Le hip-hop et Séverine Bidaud, c’est une histoire de longue date. Quand la gamine de Drancy traverse l’Atlantique dans les années 1990 à la rencontre des pionniers de cette danse, elle se mue en Lady Severine puis revient prêcher la bonne parole en France, contribue à l’organisation des premières battles, fonde sa compagnie 6e Dimension…

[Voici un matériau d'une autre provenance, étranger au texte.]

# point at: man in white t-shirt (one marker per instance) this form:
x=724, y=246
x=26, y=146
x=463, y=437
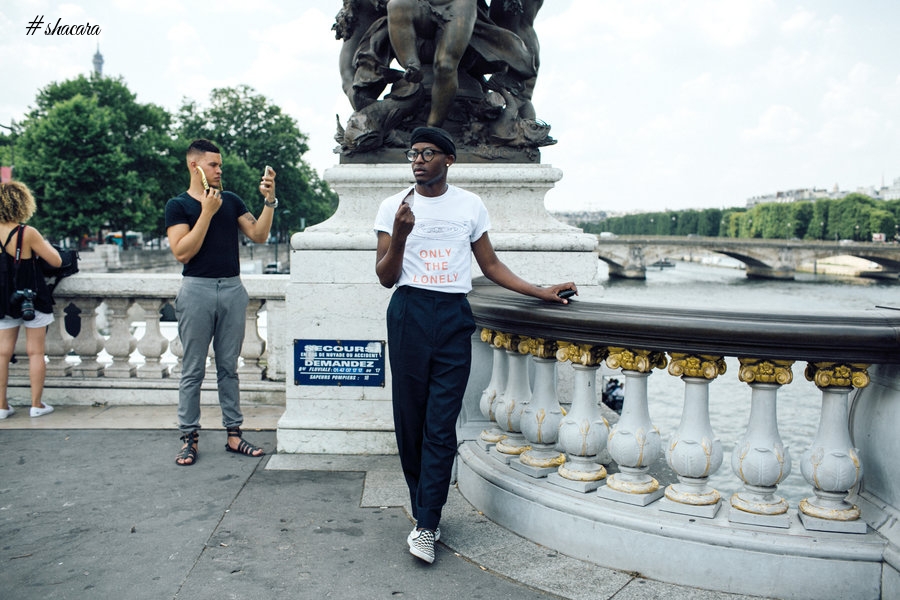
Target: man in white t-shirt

C’est par ce petit bout de lorgnette, dont on sent la passion toujours chevillée au corps, que la chorégraphe nous agrippe avec son spectacle Hip-hop, est-ce bien sérieux ?. Une heure durant, épaulée par son équipe de haute voltige – époustouflants danseurs, tous champions dans leur domaine -, elle nous fait naviguer à travers les évolutions du mouvement : l’imparable émission Soul Train, le Campbell locking, le popping…
Une narration efficace
À l’écran, images d’archives et mots pixélisés appellent une époque. En filigrane, l’évocation d’un contexte socio-culturel, le respect gagné par une jeunesse de banlieue, revendiquant ce fameux Peace Unity Love and Having Fun comme un slogan farouchement fédérateur. C’est tout l’historique – lumineux, documenté et fourmillant d’anecdotes -, de la danse hip-hop qui se déroule devant nous, de la Californie – Original Lockers ou Electric Boogaloos et leur inspiration protéiforme mêlant postures d’animaux, dessins animés, gestes du quotidien ou démarches de passants… – à la côte Est, avec l’émergence du breakdance à New-York, porté par les BBoys et Bgirls des blocks parties du Bronx.
La narration, très efficace, mêle démonstration de pas, récit de leurs origines et tuto d’apprentissage – une démarche ludique qui culmine dans le grand bal participatif proposé à l’issue du spectacle : “le but de ce spectacle, c’est quand même que vous repreniez le flambeau !” Si c’est une gageure de verbaliser le mouvement, c’est bel et bien une évidence pour le festival des arts du geste, qui démontrait une fois de plus avec ce galvanisant spectacle intergénérationnel la pertinence de ses partis pris !
JULIE BORDENAVE
Hip-hop, est-ce bien sérieux ? jouait le 7 février à l’espace Gérard Philipe d’Istres, dans le cadre des Elancées.